1. Find the business KPIs that matter. Reverse-engineer your marketing performance to hit the notes that you know the senior leadership of your company will listen to most closely. Ultimately, most KPIs ought to tie back to revenue in some way — units sold, customer churn, sales performance with a certain demographic and so on.

Speak openly with your company’s leadership to determine which data line they’re tracking most closely, as well as the volatility they see in that data.

Specifically, explore any blind spots around why those KPIs do or don’t do well. Where are you facing a KPI mystery? And which KPIs should you check most regularly to keep an eye on changes?

2. Benchmark and correlate your data against those KPIs. Once you know what KPI you need to impact most, explore the connection between what marketing has been doing and how that KPI has been performing.

What are the most likely causes behind an increase or decrease in that KPI? What are the obvious correlations you can spot, and where do you as a marketer have blind spots?

And go a level deeper than just putting two data lines next to each other. Get curious and courageous.

Make sure you’re using analytics to find correlations that matter, not coincidences that don’t. And if you can’t tell the difference, bookmark those and get help investigating them.

New approaches to “explanatory analytics” can help you explain correlations, not just predict outcomes.

3. Build explicit checkpoints into your marketing plan. While you may not be able to predict what course corrections you’ll need to make, you can safely predict that you’ll need to make them. So be explicit about that.

Plan ahead for what questions you’ll investigate along the way. Where you have hunches, build in ways to test them against data. Where you have blind spots, build in ways to examine your data to fill them in.

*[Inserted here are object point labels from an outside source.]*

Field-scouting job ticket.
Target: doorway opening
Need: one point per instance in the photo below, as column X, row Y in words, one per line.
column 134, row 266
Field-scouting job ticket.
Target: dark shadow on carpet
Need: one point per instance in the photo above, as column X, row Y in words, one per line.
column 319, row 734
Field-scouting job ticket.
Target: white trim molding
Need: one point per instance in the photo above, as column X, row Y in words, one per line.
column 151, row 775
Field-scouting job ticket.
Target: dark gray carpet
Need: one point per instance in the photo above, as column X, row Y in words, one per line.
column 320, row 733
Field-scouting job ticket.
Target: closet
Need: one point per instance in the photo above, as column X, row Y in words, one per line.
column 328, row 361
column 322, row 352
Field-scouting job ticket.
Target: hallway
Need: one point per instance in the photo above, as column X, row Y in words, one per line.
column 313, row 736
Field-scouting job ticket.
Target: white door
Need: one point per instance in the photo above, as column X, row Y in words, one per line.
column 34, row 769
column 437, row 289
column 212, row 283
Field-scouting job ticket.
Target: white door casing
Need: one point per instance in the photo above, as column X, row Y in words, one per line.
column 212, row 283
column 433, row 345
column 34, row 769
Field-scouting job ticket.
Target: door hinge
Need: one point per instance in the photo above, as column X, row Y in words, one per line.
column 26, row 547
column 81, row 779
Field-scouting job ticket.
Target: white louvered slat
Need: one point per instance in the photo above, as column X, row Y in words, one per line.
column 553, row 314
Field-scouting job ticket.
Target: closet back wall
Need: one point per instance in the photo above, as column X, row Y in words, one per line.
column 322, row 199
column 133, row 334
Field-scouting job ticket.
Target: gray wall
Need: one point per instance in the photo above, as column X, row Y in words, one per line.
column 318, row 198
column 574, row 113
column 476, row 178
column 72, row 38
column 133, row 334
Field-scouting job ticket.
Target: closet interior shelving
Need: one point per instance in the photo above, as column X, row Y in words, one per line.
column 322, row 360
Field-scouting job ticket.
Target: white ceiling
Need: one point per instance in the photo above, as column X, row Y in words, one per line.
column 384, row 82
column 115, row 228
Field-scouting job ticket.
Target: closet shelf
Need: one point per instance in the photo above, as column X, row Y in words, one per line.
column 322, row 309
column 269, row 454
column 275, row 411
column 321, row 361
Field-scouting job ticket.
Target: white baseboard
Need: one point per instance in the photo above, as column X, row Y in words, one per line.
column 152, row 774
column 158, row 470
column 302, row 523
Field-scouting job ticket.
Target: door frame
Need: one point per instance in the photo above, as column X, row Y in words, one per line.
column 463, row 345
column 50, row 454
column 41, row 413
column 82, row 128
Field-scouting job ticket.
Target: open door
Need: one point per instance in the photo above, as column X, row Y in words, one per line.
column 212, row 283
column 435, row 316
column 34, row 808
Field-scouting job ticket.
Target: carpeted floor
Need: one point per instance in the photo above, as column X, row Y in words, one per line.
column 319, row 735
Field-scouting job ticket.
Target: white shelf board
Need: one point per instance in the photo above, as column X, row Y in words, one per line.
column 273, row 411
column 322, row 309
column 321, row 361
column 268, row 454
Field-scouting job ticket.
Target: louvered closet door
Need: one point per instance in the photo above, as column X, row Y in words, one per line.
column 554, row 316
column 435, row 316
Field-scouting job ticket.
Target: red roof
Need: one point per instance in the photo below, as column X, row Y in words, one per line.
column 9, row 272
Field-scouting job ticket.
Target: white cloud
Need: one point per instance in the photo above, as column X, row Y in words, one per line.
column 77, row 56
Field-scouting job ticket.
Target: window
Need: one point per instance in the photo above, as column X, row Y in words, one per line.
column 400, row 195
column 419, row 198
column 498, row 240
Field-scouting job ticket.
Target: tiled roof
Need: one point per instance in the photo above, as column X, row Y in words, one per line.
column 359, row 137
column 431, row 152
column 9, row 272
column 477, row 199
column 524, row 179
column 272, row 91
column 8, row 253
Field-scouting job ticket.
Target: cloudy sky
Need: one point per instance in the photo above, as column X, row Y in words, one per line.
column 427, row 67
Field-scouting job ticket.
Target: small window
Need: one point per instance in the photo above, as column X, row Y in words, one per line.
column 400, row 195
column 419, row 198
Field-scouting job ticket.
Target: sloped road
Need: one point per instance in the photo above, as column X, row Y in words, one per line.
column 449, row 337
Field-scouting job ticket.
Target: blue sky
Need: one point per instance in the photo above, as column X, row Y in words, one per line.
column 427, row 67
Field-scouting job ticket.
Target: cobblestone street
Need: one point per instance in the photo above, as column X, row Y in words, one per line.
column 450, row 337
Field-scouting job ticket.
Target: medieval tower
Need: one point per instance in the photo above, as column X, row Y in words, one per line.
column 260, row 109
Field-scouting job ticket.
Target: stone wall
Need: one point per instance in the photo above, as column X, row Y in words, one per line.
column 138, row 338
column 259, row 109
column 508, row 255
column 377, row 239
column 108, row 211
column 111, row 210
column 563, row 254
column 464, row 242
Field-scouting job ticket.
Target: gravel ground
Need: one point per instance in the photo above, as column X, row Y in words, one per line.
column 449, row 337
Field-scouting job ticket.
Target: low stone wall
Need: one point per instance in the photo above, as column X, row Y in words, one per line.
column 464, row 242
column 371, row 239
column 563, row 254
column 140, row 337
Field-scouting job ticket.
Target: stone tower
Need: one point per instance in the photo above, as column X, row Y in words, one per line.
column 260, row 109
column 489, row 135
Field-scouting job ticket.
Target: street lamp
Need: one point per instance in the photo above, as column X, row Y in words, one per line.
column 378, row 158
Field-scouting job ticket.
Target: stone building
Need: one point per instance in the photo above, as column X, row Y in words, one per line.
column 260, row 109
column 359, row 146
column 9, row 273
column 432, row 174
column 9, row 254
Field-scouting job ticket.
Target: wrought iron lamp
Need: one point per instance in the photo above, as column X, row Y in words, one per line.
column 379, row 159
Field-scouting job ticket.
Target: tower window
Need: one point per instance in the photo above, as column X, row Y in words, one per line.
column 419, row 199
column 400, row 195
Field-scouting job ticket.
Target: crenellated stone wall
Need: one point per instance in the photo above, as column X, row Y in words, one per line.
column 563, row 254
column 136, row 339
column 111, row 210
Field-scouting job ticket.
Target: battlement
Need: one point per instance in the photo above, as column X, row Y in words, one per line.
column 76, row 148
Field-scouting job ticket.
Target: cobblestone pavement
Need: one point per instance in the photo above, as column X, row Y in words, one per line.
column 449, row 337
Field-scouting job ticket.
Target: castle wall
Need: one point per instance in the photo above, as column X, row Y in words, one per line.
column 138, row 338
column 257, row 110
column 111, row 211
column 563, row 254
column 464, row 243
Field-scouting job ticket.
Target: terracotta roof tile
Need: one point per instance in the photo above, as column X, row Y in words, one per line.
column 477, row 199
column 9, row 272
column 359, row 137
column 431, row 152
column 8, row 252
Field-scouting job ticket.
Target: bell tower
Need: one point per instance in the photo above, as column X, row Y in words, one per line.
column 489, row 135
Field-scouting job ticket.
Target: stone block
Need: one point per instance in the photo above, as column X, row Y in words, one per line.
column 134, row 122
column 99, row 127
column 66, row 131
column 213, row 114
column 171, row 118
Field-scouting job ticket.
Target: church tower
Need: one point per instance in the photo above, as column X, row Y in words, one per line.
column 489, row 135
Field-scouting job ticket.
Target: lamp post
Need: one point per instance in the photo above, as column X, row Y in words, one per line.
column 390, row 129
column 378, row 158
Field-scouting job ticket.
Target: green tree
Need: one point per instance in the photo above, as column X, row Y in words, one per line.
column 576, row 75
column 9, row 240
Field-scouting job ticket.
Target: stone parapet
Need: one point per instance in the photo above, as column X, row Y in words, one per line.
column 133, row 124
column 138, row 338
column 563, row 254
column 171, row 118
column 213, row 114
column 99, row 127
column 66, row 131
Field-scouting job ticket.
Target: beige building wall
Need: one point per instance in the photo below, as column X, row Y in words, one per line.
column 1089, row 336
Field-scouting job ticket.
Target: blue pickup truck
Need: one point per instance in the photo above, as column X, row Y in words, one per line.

And build in explicit permissions with your internal stakeholders so that when the data tells you that you need to course-correct, you’ll do so.

Educate them on what explanatory analytics can do that predictive analytics can’t. Find out what it will take for them to trust the data you bring them.

Changing lanes or making a U-turn is a lot less painful if you signal in advance. Making explicit agreements to course-correct helps reduce the friction and awkwardness of course corrections as they happen.

4. Let the data lead you to better questions. The only thing worse than the wrong answer is the right answer to the wrong question. And some of the most pernicious side effects of unpredictability are the unknown unknowns.

If you don’t know what questions would yield the best insights, then let your data whisper to you and guide you to smarter questions. Explanatory analytics solutions can help you explore how strong certain correlations are.

The simple act of scanning your data for strong correlation signals can sometimes lead you to serendipitous discoveries that make a huge difference. Learning how to let your data lead you to smarter questions is going to create massive advantages for marketing organizations in 2016 and beyond.

5. Act on insights decisively and courageously. According to the same Gartner report, one in four market leaders will be overtaken by a smaller, younger company by the end of 2017. One of the reasons given is that smaller, nimbler companies are more comfortable with digital technologies such as data analytics, social media and mobile technologies.

But another reason is that smaller companies have fewer cultural barriers to overcome when it comes to acting on data. At a recent Techonomy conference, business leaders from multiple companies including PayPal, Hilton and Visa talked about how larger companies that need to compete with smaller businesses must have the courage to change and act on insights.

Plan ahead for whatever cultural barriers you might face when marketing recommends a course correction. It may be as minor as adjusting your creative approach or messaging for a specific campaign. It may be as major as recommending a fundamental shift in your product or go-to-market strategy.

Whatever it is, scan ahead for where you might run into opposition. Bring other players into your process. Walk them through your data, and make sure they appreciate the strength of the correlations you’re looking at.